Entry into a Material Definitive Agreement, Other Events, Financial Sta


Item 1.01. Entry Into a Material Definitive Agreement.

On September 19, 2012, Hovnanian Enterprises, Inc. (the "Company"), K. Hovnanian Enterprises, Inc., the Company's wholly-owned subsidiary ("K. Hovnanian"), and the subsidiary guarantors named therein entered into an Underwriting Agreement (the "Underwriting Agreement"), with J.P. Morgan Securities LLC, Citigroup Global Markets Inc. and Credit Suisse Securities (USA) LLC (collectively, the "Underwriters"), relating to a public offering of 90,000 6.00% Exchangeable Note Units (the "Underwritten Units"), each with a stated amount of $1,000. Pursuant to the terms of the Underwriting Agreement, K. Hovnanian granted the Underwriters a 13-day option to purchase up to an additional 10,000 Exchangeable Note Units (the "Optional Units" and, together with the Underwritten Units, the "Units") to cover over-allotments, if any (which option was exercised in full by the Underwriters on September 24, 2012). The sale of the Units is being made pursuant to the Company's, K. Hovnanian's and the subsidiary guarantors' Registration Statement on Form S-3 (File No. 333-173365) (the "Registration Statement") and the prospectus supplement, dated September 19, 2012, to the prospectus contained therein dated April 18, 2011.

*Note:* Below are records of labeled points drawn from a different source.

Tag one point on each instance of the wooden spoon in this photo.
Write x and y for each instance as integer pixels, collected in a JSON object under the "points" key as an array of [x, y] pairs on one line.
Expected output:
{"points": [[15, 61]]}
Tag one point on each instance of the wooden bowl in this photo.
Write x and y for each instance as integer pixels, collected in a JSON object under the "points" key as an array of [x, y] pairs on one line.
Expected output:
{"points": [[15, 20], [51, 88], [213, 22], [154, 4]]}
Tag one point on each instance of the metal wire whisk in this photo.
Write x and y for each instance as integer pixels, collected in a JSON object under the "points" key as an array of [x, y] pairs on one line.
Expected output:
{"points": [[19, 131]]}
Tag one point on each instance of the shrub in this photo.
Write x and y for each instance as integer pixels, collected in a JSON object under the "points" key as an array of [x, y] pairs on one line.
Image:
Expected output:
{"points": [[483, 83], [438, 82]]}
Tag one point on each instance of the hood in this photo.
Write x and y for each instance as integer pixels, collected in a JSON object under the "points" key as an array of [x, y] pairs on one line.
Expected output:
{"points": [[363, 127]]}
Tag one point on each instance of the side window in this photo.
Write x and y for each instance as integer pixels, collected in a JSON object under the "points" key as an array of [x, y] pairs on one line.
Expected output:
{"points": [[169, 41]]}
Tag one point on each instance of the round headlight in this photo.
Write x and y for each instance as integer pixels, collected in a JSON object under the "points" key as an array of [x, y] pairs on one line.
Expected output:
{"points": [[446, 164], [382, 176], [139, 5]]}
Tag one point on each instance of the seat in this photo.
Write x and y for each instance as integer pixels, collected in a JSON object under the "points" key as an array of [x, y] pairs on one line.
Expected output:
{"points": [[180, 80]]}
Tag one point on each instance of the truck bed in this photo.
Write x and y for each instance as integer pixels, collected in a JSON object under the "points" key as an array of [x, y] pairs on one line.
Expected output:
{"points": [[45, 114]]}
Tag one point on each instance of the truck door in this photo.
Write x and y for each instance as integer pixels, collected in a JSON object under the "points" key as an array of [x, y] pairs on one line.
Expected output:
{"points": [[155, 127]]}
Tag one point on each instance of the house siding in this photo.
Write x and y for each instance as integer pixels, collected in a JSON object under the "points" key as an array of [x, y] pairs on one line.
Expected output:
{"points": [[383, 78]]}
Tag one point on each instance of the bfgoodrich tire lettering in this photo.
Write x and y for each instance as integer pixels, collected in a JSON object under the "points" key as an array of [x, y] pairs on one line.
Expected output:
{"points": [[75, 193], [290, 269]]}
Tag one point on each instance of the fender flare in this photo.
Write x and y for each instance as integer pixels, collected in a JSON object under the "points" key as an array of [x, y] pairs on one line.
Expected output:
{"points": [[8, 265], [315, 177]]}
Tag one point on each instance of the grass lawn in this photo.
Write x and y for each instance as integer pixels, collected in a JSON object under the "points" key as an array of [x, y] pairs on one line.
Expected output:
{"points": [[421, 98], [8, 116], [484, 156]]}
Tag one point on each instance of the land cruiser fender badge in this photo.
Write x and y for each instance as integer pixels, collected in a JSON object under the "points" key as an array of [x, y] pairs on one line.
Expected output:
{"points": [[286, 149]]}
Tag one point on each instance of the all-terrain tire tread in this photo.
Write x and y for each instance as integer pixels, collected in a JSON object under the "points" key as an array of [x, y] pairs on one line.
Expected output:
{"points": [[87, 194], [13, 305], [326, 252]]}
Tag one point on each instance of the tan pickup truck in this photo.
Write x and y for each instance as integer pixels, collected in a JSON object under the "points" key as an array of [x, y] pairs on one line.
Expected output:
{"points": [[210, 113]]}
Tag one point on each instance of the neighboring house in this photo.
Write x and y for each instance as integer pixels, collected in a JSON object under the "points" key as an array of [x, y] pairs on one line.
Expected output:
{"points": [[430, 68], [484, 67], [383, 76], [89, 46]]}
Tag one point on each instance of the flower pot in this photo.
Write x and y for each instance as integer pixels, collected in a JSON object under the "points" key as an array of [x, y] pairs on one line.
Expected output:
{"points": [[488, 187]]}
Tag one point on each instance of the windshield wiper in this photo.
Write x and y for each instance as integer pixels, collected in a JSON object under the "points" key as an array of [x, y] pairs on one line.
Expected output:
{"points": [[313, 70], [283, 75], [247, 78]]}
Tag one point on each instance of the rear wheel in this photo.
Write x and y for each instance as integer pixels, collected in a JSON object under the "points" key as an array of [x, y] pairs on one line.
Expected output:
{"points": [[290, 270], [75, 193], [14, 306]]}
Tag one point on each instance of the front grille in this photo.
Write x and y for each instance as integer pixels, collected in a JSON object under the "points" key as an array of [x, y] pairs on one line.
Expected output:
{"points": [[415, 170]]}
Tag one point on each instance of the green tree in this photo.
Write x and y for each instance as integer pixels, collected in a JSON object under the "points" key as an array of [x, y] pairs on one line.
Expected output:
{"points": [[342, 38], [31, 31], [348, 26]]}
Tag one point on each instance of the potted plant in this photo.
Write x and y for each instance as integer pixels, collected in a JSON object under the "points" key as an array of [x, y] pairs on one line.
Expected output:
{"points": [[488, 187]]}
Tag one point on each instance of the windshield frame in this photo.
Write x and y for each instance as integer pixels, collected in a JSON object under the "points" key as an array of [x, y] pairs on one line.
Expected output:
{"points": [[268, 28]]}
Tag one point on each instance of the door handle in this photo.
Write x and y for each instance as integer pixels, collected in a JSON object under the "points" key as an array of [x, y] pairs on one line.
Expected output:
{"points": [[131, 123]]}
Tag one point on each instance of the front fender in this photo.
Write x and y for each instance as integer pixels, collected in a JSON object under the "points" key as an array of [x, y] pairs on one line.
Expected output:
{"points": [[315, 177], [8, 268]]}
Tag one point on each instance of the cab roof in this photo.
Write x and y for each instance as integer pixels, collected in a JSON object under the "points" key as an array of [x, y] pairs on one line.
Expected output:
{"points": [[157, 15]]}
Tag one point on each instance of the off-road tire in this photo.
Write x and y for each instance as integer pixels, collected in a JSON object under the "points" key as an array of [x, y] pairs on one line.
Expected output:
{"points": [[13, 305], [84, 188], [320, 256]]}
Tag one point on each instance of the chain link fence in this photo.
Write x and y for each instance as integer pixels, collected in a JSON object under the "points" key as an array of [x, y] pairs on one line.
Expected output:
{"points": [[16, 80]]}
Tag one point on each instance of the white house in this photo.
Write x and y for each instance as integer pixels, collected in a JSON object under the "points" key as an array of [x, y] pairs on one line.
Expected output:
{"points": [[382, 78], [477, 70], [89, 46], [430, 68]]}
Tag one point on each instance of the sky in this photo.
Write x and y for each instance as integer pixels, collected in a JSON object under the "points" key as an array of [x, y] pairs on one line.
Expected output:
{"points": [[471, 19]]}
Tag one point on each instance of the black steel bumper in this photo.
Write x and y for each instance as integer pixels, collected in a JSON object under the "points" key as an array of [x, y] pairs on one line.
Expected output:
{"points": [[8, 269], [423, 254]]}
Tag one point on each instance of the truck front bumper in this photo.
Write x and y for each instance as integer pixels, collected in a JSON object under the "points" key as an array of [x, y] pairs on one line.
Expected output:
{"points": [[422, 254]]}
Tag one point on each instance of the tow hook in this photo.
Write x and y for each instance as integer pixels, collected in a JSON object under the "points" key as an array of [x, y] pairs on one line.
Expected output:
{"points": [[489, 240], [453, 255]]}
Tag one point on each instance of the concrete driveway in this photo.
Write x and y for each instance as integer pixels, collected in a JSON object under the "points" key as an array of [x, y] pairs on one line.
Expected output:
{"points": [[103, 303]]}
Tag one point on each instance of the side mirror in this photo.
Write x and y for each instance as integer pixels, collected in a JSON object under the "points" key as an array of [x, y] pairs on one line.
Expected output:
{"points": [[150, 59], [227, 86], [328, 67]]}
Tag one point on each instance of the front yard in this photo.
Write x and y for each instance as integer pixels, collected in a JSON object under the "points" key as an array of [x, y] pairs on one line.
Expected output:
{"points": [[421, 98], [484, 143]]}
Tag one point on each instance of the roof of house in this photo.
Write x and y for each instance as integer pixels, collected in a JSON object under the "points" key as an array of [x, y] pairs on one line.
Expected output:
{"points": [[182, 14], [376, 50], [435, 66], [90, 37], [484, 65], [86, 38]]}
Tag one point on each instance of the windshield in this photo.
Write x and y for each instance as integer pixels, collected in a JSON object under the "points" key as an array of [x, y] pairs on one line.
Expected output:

The Underwriting Agreement relating to the offering of the Units is filed herewith as Exhibit 1.6 and is incorporated herein by reference.

Also on September 19, 2012, the Company, K. Hovnanian and the subsidiary guarantors named therein entered into a Purchase Agreement (the "Purchase Agreement"), with Credit Suisse Securities (USA) LLC, Citigroup Global Markets Inc. and J.P. Morgan Securities LLC (collectively, the "Initial Purchasers"), relating to a private placement pursuant to Rule 144A and Regulation S under the Securities Act of 1933 of $577,000,000 aggregate principal amount of 7.25% Senior Secured First Lien Notes due 2020 (the "First Lien Notes") and $220,000,000 aggregate principal amount of 9.125% Senior Secured Second Lien Notes due 2020 (the "Second Lien Notes") guaranteed by the Company and certain of its subsidiaries (the "Notes Offering"). The First Lien Notes and the guarantees thereof will be secured by a first-priority lien on substantially all of K. Hovnanian's, the Company's and the other guarantors' assets and the Second Lien Notes and the guarantees thereof will be secured by a second-priority lien on substantially all of K. Hovnanian's, the Company's and the other guarantors' assets, in both cases subject to permitted liens and certain exceptions.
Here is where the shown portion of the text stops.